Cherubim & Seraphim - Russian Orthodox Choral Works from Catherine the Great to Nicholas II
In Russia, despite the westward vision of Tsar Peter the Great by 1700 the repertory of the St Petersburg Imperial Chapel Choir was still dominated by a style heavily dependent upon homophony. Stronger Western influences would be felt when central European musicians flocked to take up opportunities in Russia during the first decades of the eighteenth century. A courtly preference for Italian music grew, reaching a high point during the reign of Catherine the Great (1762-96), influencing two centuries of ethereal and spine-tingling Orthodox choral works.
This disc is precisely a collection of choral works composed by Italian and Russian composers between 1765 and 1915; 150 years of spine-tingling creations of sheer uplifting beauty.
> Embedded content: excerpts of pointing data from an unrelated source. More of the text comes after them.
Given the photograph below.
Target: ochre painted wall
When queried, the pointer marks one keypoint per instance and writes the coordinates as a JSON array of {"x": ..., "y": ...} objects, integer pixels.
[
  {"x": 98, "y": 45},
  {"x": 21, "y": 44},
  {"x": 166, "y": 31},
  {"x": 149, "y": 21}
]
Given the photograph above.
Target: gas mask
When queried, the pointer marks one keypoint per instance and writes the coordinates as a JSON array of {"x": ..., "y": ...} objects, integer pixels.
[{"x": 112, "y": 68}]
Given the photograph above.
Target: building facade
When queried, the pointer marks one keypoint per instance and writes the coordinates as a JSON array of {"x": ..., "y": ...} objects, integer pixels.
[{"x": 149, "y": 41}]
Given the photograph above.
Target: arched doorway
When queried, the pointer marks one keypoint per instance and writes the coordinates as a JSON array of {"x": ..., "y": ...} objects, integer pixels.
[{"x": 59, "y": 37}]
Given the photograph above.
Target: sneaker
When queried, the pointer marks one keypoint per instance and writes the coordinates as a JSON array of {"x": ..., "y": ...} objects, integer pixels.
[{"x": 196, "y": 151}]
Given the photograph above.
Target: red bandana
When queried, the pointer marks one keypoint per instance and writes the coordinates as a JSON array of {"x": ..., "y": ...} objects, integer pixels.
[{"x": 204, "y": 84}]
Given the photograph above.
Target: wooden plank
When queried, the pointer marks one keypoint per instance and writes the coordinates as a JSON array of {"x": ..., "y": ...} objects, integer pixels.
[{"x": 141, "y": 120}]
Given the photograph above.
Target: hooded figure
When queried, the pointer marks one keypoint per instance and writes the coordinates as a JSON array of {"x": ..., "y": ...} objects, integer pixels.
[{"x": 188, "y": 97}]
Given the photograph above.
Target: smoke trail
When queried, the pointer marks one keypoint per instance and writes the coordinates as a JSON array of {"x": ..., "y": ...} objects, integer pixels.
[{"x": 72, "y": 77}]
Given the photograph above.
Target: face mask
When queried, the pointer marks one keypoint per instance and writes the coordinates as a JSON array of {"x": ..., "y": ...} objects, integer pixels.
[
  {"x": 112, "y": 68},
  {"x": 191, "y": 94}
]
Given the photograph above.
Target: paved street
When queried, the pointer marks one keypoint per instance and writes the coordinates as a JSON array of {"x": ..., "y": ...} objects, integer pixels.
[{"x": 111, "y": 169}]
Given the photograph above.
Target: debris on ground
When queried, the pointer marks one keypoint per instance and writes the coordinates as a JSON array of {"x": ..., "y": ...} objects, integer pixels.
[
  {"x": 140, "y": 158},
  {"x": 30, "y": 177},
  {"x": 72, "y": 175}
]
The programme includes 14 short pieces that vary from the profound to the prayerful, from the thankful to the rejoiceful, but each composition has that inescapable human yearning of wanting to be entwined with the divine. Harmonia Sacra under Peter Leech present this music in performances that are skilful, stylish and hugely attractive to the ear. The air is consistently tender rather than forcefully dramatic, and the great attention to detail readily discloses all the subtleties of these quite inspiring gems. Sound and annotations are first-rate, but the 50 minutes playing time might induce some reservations. But this is only a minor glitch in what is a very fine issue that should be snapped up without hesitation.